Just ahead of Mobile World Congress, NVIDIA unveiled its latest laptop GPUs and, what a surprise, they’re designed largely to assist with AI processing. The RTX 500 and 1000 Ada Generation graphics cards are primarily for thin and light laptops. While they won’t offer as much TOPS AI performance as current higher-end mobile GPUs, they could be a handy option for on-the-go AI processing for the likes of researchers, content creators and video editors. It's worth noting they're workstation GPUs rather than ones designed for gaming.
NVIDIA says the GPUs, which are based on the Ada Lovelace architecture, offer up to twice the ray-tracing performance of previous-gen GPUs (they employ third-gen ray-tracing cores). Fourth-gen Tensor Cores, meanwhile, deliver up to twice the throughput of previous GPUs, according to NVIDIA. The company says this helps with “accelerating deep learning training, inferencing and AI-based creative workloads.”

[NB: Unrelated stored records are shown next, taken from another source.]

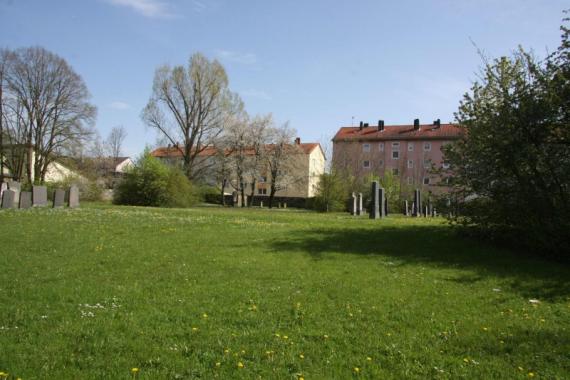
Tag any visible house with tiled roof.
[151,137,326,198]
[333,119,463,190]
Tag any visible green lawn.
[0,206,570,380]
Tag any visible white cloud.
[240,89,271,100]
[106,0,175,18]
[215,50,257,65]
[109,102,131,110]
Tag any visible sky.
[0,0,570,156]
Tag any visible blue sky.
[0,0,570,155]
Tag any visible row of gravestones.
[0,181,79,209]
[350,185,437,219]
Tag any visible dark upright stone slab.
[53,189,65,208]
[32,186,47,207]
[369,181,380,219]
[20,191,32,208]
[2,190,18,209]
[69,185,79,208]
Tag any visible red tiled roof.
[150,143,320,157]
[333,124,463,141]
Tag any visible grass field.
[0,206,570,380]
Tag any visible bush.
[113,151,197,207]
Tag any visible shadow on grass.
[272,225,570,300]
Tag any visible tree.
[106,125,127,161]
[445,15,570,254]
[142,53,242,179]
[315,169,348,212]
[265,122,301,208]
[2,47,96,182]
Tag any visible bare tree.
[265,122,300,208]
[105,125,127,163]
[4,47,96,183]
[142,53,243,179]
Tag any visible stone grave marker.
[368,181,380,219]
[53,189,65,208]
[356,193,362,216]
[2,190,18,209]
[20,191,32,208]
[69,185,79,208]
[32,186,47,207]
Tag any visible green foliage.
[0,204,570,380]
[113,150,198,207]
[310,170,348,212]
[445,17,570,255]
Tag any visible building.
[151,138,326,198]
[333,119,462,191]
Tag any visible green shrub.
[113,151,197,207]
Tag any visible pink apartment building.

The RTX 500 has 4GB of dedicated memory, while the RTX 1000 has 6GB. NVIDIA says they deliver up to 154 and 193 TOPS of AI performance, respectively. Compared with a CPU-only AI configuration, the RTX 500 is slated to provide up to three times faster AI-powered photo editing, as much as 10 times the graphics performance for 3D rendering and up to 14 times the generative AI performance for various models.
The GPUs also support DLSS 3, the company’s upscaling tech. In addition, an eighth-gen encoder includes AV1 support. NVIDIA says this video codec is “up to 40 percent more efficient than H.264, enabling new possibilities for broadcasting, streaming and video calling.”
If you’re interested in picking up a laptop with an RTX 500 or 1000 GPU, you won’t have to wait long. They’ll debut this spring in laptops from the likes of Dell, HP, Lenovo and MSI.